博物館を開設してから38年の歳月が流れました。その方針と継続は大きな力に繋がり、私自身でさえも思いもよらなかった数多くの特筆すべきコレクション群の形成に成功しました。世界の玩具と人形、ちりめん細工、神戸人形、御殿雛など。他には例がない国内第一級のコレクションであり、当館が収集していなければ後世に遺ることなく散逸していたと思います。現在も追い求めているテーマはいくつもあります。そのひとつの羽子板は昨年、明治末期の福岡県産の押絵羽子板や福島県須賀川の押絵羽子板を購入。さらに雛人形も幕末期に江戸から京都へ古今雛の指導に来た玉翁作の雛人形を購入しました。しかし当館のコレクションが大切な文化遺産だとして社会的な評価を受けているとは言い難いのです。本来ならば、社会が守るべき大切な文化遺産であることを一人でも多くの方に認識していただく活動が、今後は必要だと考えています。
作者リストには〇が付けられていました

収蔵品には大勢から託された資料が多くあり、ここ数年は驚くほど貴重な資料が続々と集まってきます。昨年は1年間で2000点を超える受贈資料がありました。名古屋の伊藤三朗様から中国民間玩具約1000点の寄贈があったことは館長室NO73でも報告しましたが、暮れの12月にも昭和30〜40年代収集の郷土玩具約1000点の寄贈を受けました。収集者は明治39年生まれで平成2年に亡くなられた関東在住の社会的な地位がある方でした。送られてきた資料の中に偶然にも『日本の郷土玩具』があり、巻末の作者のリストには収集品に〇が付けられていました。寄贈者の了解を得ましたので、一部は日本文化を紹介するために韓国の博物館に寄贈する予定です。

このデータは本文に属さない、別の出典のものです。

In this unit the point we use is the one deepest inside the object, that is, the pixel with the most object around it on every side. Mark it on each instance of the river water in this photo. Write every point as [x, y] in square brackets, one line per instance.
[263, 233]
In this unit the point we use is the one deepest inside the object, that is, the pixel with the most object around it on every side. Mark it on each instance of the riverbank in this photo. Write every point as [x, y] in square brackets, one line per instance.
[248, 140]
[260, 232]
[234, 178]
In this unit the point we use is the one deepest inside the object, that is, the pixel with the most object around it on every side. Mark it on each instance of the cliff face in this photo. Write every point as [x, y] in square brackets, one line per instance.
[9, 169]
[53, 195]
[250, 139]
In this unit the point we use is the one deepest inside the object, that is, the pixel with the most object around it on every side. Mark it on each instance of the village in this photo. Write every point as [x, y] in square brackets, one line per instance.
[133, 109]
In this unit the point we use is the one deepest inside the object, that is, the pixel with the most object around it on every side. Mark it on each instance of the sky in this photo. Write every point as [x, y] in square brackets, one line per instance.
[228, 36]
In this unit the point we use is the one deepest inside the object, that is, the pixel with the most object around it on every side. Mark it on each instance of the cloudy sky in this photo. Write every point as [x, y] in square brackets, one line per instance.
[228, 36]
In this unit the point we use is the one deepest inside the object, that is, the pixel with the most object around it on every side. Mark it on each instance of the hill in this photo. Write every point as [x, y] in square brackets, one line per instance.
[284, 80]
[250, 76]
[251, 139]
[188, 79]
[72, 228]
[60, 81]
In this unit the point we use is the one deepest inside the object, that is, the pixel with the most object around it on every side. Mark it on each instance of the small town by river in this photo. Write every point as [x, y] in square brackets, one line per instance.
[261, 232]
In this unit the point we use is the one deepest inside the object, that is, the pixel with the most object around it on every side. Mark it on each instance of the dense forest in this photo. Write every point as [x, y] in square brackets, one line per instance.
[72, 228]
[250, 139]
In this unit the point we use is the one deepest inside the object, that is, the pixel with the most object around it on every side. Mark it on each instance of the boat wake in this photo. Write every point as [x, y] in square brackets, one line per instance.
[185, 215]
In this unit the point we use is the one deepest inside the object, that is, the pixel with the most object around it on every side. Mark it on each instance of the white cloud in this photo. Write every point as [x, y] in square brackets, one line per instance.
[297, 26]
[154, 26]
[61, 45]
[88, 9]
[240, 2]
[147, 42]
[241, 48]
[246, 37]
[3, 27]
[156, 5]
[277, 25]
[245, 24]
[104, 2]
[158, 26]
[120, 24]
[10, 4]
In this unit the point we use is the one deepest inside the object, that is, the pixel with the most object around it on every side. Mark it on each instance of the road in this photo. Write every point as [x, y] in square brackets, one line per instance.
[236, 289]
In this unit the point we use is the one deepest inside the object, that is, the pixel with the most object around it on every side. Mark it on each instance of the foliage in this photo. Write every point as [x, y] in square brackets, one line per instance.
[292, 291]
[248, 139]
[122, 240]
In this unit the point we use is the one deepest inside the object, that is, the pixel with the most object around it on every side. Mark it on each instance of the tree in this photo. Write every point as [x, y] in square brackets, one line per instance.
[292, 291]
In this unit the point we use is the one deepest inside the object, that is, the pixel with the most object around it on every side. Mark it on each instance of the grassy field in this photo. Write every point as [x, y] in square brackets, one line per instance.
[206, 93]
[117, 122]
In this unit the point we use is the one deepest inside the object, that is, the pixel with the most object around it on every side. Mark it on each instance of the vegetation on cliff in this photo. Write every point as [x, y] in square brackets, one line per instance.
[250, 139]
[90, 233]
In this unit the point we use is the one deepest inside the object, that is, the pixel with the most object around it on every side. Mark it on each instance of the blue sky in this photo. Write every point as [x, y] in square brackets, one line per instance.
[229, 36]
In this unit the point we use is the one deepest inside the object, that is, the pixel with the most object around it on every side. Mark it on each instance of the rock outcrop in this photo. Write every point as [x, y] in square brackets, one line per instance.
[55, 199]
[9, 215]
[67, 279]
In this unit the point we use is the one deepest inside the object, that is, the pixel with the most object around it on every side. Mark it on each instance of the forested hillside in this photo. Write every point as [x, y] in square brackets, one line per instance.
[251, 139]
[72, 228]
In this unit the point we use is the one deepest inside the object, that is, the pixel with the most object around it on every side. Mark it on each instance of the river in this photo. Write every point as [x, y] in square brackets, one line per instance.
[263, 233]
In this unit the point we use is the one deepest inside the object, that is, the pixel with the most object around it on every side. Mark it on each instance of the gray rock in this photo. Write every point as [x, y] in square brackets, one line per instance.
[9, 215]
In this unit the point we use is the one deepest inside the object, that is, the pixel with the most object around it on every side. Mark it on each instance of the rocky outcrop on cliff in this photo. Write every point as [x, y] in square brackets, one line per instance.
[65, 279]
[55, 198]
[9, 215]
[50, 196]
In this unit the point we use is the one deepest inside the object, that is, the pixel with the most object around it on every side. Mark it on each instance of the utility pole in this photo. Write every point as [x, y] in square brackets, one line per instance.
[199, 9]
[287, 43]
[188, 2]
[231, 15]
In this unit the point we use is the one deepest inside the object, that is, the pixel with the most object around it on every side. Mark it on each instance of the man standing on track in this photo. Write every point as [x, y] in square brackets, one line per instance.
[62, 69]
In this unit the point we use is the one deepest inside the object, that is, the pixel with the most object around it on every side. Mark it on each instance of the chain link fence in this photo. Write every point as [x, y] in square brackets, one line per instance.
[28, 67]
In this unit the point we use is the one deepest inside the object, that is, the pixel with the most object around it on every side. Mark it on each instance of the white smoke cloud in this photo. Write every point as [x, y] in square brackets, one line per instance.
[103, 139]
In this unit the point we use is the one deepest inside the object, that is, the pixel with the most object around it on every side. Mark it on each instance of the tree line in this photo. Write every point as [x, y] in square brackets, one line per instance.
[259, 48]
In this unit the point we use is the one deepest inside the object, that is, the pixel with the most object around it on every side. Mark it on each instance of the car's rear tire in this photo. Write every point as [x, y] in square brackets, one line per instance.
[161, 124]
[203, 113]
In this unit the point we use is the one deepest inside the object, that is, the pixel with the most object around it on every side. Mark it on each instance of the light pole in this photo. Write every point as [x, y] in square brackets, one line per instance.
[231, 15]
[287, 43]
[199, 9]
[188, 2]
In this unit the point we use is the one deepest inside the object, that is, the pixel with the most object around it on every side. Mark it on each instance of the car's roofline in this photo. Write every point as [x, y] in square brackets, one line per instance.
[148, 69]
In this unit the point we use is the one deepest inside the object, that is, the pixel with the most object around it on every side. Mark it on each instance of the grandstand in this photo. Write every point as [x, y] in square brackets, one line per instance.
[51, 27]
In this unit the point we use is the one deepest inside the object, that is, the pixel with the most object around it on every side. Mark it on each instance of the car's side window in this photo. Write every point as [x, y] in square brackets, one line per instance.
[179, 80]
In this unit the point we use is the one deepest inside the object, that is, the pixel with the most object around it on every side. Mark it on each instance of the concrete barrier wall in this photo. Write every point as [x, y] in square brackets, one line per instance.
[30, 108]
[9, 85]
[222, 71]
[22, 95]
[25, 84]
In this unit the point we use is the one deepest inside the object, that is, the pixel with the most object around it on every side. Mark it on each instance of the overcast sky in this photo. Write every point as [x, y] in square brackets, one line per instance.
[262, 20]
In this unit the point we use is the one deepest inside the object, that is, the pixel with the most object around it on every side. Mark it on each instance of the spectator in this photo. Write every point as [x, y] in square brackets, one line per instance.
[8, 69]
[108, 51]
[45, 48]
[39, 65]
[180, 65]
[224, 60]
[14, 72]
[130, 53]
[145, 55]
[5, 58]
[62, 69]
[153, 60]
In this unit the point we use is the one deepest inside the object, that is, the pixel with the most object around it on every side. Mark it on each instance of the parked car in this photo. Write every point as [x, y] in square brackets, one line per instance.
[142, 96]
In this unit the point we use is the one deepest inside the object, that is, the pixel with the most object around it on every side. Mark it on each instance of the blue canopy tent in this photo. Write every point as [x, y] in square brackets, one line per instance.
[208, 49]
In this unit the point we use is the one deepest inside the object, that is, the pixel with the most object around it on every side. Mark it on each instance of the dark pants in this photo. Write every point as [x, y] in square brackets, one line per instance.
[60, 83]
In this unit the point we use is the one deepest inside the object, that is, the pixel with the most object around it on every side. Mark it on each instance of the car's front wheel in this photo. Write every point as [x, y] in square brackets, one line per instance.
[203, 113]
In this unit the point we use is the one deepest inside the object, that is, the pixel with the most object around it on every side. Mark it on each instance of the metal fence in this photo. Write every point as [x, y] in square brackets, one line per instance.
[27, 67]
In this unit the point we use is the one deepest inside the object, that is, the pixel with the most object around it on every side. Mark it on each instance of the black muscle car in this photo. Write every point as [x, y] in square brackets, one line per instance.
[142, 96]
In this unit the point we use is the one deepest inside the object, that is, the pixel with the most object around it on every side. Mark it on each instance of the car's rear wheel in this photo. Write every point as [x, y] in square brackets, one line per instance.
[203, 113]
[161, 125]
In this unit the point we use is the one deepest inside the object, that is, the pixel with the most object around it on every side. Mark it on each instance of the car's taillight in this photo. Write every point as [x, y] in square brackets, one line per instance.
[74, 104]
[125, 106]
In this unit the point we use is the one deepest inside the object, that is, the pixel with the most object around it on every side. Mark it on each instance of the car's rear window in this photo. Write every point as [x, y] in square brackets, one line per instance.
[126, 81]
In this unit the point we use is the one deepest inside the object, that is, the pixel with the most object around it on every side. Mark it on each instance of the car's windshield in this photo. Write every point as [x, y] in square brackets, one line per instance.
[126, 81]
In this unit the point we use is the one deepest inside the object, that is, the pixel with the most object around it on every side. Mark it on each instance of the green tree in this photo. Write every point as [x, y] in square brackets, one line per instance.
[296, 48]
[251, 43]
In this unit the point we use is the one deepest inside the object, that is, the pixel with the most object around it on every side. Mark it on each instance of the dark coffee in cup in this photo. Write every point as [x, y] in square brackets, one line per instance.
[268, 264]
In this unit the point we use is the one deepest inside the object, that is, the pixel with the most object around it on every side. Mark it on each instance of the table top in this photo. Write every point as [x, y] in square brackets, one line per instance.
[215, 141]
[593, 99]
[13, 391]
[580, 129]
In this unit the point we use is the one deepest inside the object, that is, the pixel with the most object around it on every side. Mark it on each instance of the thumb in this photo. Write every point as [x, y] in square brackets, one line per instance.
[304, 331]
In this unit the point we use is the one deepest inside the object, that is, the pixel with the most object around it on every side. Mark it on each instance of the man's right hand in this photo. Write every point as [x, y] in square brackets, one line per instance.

今年も当館所蔵品の館外での展示が、春に北九州市立小倉城庭園、夏に青森県八戸市立博物館であります。出版物も文溪堂から「ままごと道具」、日本ヴォーグ社からちりめん細工関係の執筆依頼を受けています。課題の財団法人化も今年、一般財団法人の申請をする予定です。膨大な収蔵品を一人でも多くの方にご覧いただくための館外展や提携館の検討など問題が山積していますが、経営環境は厳しいものがあり、この膨大な資料を社会の財産としてどのようにして後世に伝えていくべきかが最大の課題です。皆様のお知恵をぜひお借りしたいと考えています。
本年もよろしくご指導とご支援をお願いいたします。